# позволяет



## Konstantinos

Рассекречивание архивных документов, которое сейчас активно идёт в России, работа поисковых экспедиций позволяет раскрыть и вновь осмыслить ранее неизвестные, но страшные события прошедшей войны, новые факты массовых убийств советских граждан – стариков, женщин, детей – нацистами и их пособниками.

Hi all. This is from a speech by Vladimir Putin (20 ноября 2020 года).

Why is it позволяет? I would expect позволяют. What is the subject of позволяет? Рассекречивание архивных документов or работа поисковых экспедиций?

Заранее спасибо.


----------



## Vadim K

The subject consists of both "Рассекречивание архивных документов, которое сейчас активно идёт в России" *AND* "работа поисковых экспедиций". But you can replace these phrases either with "*это, всё это*" or with "_*они, эти действия*_".

If the subject is "_*это, всё это*_" then the whole phrase will be _*"*_Рассекречивание архивных документов, которое сейчас активно идёт в России, работа поисковых экспедиций (всё это) позволя*е*т раскрыть..."

If the subject is "_*они, эти действия*_" then the whole phrase will be _*"*_Рассекречивание архивных документов, которое сейчас активно идёт в России, работа поисковых экспедиций (эти действия) позволя*ю*т раскрыть..."


----------



## Maroseika

Konstantinos said:


> Why is it позволяет? I would expect позволяют. What is the subject of позволяет? Рассекречивание архивных документов or работа поисковых экспедиций?
> 
> Заранее спасибо.


Yes, you are right, it should be позволяют. I cannot agree that Singular can be justified by anything omitted. Just bad Russian (as well as the word вновь, because one cannot comprehend once more new facts or what has not been revealed until now).


----------



## Vadim K

Maroseika said:


> Yes, you are right, it should be позволяют. I cannot agree that Singular can be justified by anything omitted.

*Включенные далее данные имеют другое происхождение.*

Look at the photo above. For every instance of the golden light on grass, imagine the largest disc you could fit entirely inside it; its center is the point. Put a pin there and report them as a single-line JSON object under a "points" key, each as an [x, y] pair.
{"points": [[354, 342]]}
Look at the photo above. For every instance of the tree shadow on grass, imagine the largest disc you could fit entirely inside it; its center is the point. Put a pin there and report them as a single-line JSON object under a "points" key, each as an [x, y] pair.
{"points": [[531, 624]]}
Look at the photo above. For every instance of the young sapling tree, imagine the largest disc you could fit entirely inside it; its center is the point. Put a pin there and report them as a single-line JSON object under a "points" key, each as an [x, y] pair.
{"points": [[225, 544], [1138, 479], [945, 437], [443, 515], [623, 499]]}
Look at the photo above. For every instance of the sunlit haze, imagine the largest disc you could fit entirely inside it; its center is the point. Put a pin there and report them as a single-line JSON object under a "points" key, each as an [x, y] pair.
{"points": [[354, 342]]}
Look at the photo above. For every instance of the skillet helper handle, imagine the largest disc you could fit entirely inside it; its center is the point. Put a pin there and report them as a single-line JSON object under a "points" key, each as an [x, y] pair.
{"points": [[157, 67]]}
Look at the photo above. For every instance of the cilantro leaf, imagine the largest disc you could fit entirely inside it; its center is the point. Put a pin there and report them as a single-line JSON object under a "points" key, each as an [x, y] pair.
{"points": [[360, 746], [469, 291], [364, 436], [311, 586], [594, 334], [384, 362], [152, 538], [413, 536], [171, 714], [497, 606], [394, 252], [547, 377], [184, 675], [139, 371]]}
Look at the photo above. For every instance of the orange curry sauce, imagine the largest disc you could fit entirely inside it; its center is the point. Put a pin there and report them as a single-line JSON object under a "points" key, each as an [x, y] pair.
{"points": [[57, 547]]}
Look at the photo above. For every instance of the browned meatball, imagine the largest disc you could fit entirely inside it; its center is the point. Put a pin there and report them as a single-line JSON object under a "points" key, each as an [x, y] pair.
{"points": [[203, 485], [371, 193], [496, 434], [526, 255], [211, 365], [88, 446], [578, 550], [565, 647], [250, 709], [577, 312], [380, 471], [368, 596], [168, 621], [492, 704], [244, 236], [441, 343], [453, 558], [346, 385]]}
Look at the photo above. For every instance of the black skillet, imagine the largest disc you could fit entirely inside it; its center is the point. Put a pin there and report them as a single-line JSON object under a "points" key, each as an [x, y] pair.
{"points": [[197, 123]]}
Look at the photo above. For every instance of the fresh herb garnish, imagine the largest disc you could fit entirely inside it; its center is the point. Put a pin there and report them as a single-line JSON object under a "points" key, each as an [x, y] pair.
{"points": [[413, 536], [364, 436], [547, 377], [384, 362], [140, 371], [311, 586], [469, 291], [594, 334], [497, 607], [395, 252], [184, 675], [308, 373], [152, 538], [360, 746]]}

Ok. But then can I ask why you are sure that the complex subject of this sentence should be substituted with "_они_" and not with "_это_"?

I think that the mistake isn't in the verb itself, but that a simplified subject has not been added after the complex one in a situation where the complex subject can be treated ambiguously.


----------



## Maroseika

Vadim K said:


> Ok. But then can I ask why you are sure that the complex subject of this sentence should be substituted with "_они_" and not with "_это_"?
> 
> I think that the mistake isn't in the verb itself, but that a simplified subject has not been added after the complex one in a situation where the complex subject can be treated ambiguously.


Why should they be substituted with anything? Just two subjects (one of which is complicated with the subordinate sentence).


----------



## Vadim K

Maroseika said:


> Why should they be substituted with anything? Just two subjects (one of which is complicated with the subordinate sentence).



Yes. Вut when a predicate agrees with several subjects, the predicate is not always in the plural.


----------



## Maroseika

Yes, but is it that case?


----------



## Vadim K

Maroseika said:


> Yes, but is it that case?


3. Форма единственного числа сказуемою предпочитается при смысловой близости однородных подлежащих, например:

... С зимой холодной нужда, голод настает (Крылов); Неточность и запутанность выражений свидетельствует только о запутанности мыслей (Чернышевский); Эта простота и ясность мышления заключает в себе задатки новой жизни… (Добролюбов); Никто и ничто не нарушало тишины.

Ср. также: выписка и выдача документов производится (общая операция) — прием и выдача книг производятся (разные операции). На согласование сказуемого может оказать влияние наличие среди подлежащих формы множественного числа: В постель ее уложили ревность и слезы (Чехов). Но и в этом случае возможна форма единственного числа сказуемого: Несся тяжелый топот кованых сапог и крикливые бабьи взвизги (Серафимович).

Don't you think that "_Рассекречивание архивных документов, которое сейчас активно идёт в России_" and "_работа поисковых экспедиций_" can be treated as closely related subjects?


----------



## Rosett

In speech, a Russian verb tends to agree with the closest member in the sentence, if there’s no conjunction.


----------



## Maroseika

Vadim K said:


> Don't you think that "_Рассекречивание архивных документов, которое сейчас активно идёт в России_" and "_работа поисковых экспедиций_" can be treated as closely related subjects?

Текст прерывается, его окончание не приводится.